Пирамида. Т.1 (Леонов) - страница 3

Матвея постигает наказание за его попытку прикоснуться к испепеляющему знанию о судьбах Вселенной, и наказан он прежде всего отступничеством любимого сына Вадима. Переживающий духовный кризис отец Матвей говорит пришедшему к нему фантому, поначалу принимаемому им за сына: «С Богом не мудри, памятуя, что сказка должна быть страшная, сабля вострая, дружба прочная, вера детская...»

В эпилоге романа похожий на птицу ангелоид Дымков, предварительно открыв Дуне Лоскутовой пророчества о последних временах человечества, покидает Землю, так и не успев покарать царящее на ней Зло. Но на Земле остаются кроткая Дуня, неутомимый правдоискатель Никанор Шамин, пытающийся осмыслить трагедию своего народа Матвей, остается память о сраженном собственной совестью дьяконе Никоне Аблаеве, подлинном русском интеллигенте, профессоре Филуметьеве, о сохранившем в себе, несмотря на все перипетии истории, высокое человеческое начало комиссаре Тимофее Скуднове. В запечатленной Леонидом Леоновым народной Руси чувствуется героическая суриковская закваска. И образы этих героев ярче, чем их философские рассуждения, убеждают в том, что духовные возможности человечества еще не исчерпаны и что «созданные из глины», даже если им и суждено «торжественное, окончательное возвращение к солнцу, от которого все родились», достойно прошли свой земной путь.

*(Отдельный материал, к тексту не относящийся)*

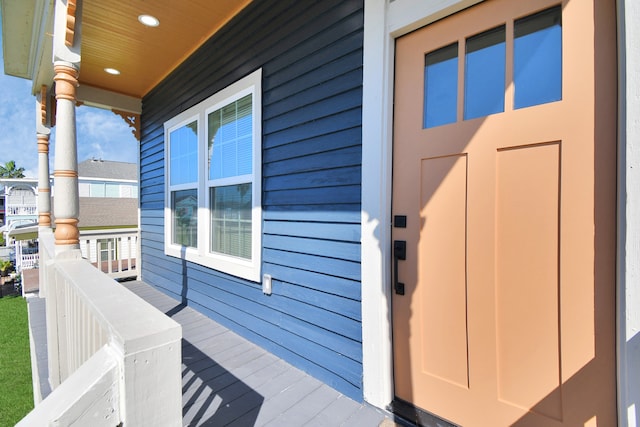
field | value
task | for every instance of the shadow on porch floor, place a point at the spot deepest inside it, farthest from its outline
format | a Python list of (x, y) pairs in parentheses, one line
[(226, 380)]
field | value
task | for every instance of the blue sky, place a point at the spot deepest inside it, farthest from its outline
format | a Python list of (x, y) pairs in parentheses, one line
[(100, 133)]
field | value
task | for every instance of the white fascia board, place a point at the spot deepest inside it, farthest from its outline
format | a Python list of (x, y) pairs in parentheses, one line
[(17, 33), (100, 98)]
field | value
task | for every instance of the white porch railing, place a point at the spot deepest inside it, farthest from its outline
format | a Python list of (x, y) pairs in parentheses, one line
[(22, 210), (113, 358)]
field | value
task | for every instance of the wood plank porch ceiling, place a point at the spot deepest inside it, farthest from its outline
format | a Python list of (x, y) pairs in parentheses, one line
[(112, 37)]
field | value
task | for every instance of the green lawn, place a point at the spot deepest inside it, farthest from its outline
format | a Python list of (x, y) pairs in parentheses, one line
[(16, 390)]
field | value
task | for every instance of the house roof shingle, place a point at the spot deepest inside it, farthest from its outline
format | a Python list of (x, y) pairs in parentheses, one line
[(107, 169)]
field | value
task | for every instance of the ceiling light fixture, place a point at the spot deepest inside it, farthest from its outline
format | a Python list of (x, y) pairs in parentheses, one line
[(148, 20)]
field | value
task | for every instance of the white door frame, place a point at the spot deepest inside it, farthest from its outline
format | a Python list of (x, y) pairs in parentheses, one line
[(385, 20)]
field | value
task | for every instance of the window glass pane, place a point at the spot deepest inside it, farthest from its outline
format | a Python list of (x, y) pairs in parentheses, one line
[(230, 139), (537, 70), (231, 220), (183, 152), (441, 86), (485, 73), (184, 209)]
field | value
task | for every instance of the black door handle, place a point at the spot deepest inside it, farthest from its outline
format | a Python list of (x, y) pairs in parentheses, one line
[(399, 254)]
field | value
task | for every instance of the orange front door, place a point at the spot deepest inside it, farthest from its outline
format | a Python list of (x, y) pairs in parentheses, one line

И в наши дни, когда, говоря словами леоновского героя, «страх жизни сильнее страха смерти», роман «Пирамида» воспринимается как памятник сокровенным исканиям человеческой мысли, как обращенный к Богу вопль многострадального Иова, ожидающего ответа из бури, и как предостережение богам земным.

О. Овчаренко

От автора

Не рассчитывая в оставшиеся сроки завершить свою последнюю книгу, автор принял совет друзей публиковать ее в нынешнем состоянии. Спешность решенья диктуется близостью самого грозного из всех когда-либо пережитых нами потрясений — вероисповедных, этнических и социальных — и уже заключительного для землян вообще. Событийная, все нарастающая жуть уходящего века позволяет истолковать его как вступление к возрастному эпилогу человечества: стареют и звезды.

Однако наблюдаемая сегодня территориальная междоусобица среди вчерашних добрососедей может вылиться в скоростной вариант, когда обезумевшие от собственного кромешного множества люди атомной метлой в запале самоистребления смахнут себя в небытие — только чудо на пару столетий может отсрочить агонию.

Из-за недостаточной емкости памяти людской события угасающей поры хранятся ею в тесной упаковке мифа или апокрифа, вплоть до иероглифа. Громада промежуточного времени, от нас до будущих хозяев омолодившейся планеты, уплотнит историю исчезнувших предшественников в наконец-то прочитанный апокриф Еноха, который объясняет ущербность человеческой природы слиянием обоюдо-несовместимых сущностей — духа и глины. Гулкое преддверие больших перемен надоумило автора огласить свою, земную версию о том же самом на страницах предлагаемой книги.